MondeLife

J'ai rendez-vous avec la fin du monde

Ron Rosenbaum, mis à jour le 11.11.2009 à 18 h 50

Avec la sortie du film d'Emmerich, la «prophétie du calendrier Maya» est le dernier avatar des stupidités enfiévrées des prophètes de l'apocalypse.

La sortie le 11 novembre du film 2012 a remis au goût du jour les prophéties apocalyptiques. La dernière en date s'appuie sur le calendrier Maya: celui-ci situerait l'apocalypse au 21 décembre 2012. Faux, explique notamment la Nasa: il s'agit seulement de la fin d'un des «cycles longs» observés par cette civilisation. Un peu comme le passage d'un siècle à un autre dans notre calendrier grégorien. Nous republions à cette occasion un article de Ron Rosenbaum, mise initialement en ligne en juin 2009.

***

La convergence harmonique de stupidité apocalyptique, grandissante et estampillée 2012 ou «prophétie du calendrier maya», n'a pas encore atteint les proportions du bogue de l'an 2000. Et tandis qu'elle perd progressivement son statut de culte New Age, où elle fermentait depuis des années, on en trouve toujours, chez les intellectuels et les causeurs, qui n'en ont pas entendu parler. «La fin du monde arrive en 2012 ?» disait mon ami Stanley. «Tu veux dire que je dois attendre encore si longtemps?»

Le culte autour de la date du 21 décembre 2012 - ce dernier jour qui devrait être celui de l'apocalypse selon le «compte long» du calendrier maya - a été jusqu'à maintenant l'objet de fantasmes enfiévrés sur le net ou dans des « magazines » new age distribués dans des magasins bio.
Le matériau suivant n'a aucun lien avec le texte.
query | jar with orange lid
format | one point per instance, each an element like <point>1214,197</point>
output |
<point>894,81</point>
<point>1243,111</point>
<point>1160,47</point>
Mais la semaine dernière, Newsweek s'est sérieusement penché sur le sujet tandis que les pages web sur 2012 tissent leurs métastases, avec quand même un site hostile qui s'évertue dans une de ses rubriques à discréditer tous les naïfs évaporés du ciboulot devenus croyants en 2012 et dont le nombre ne cesse de croître.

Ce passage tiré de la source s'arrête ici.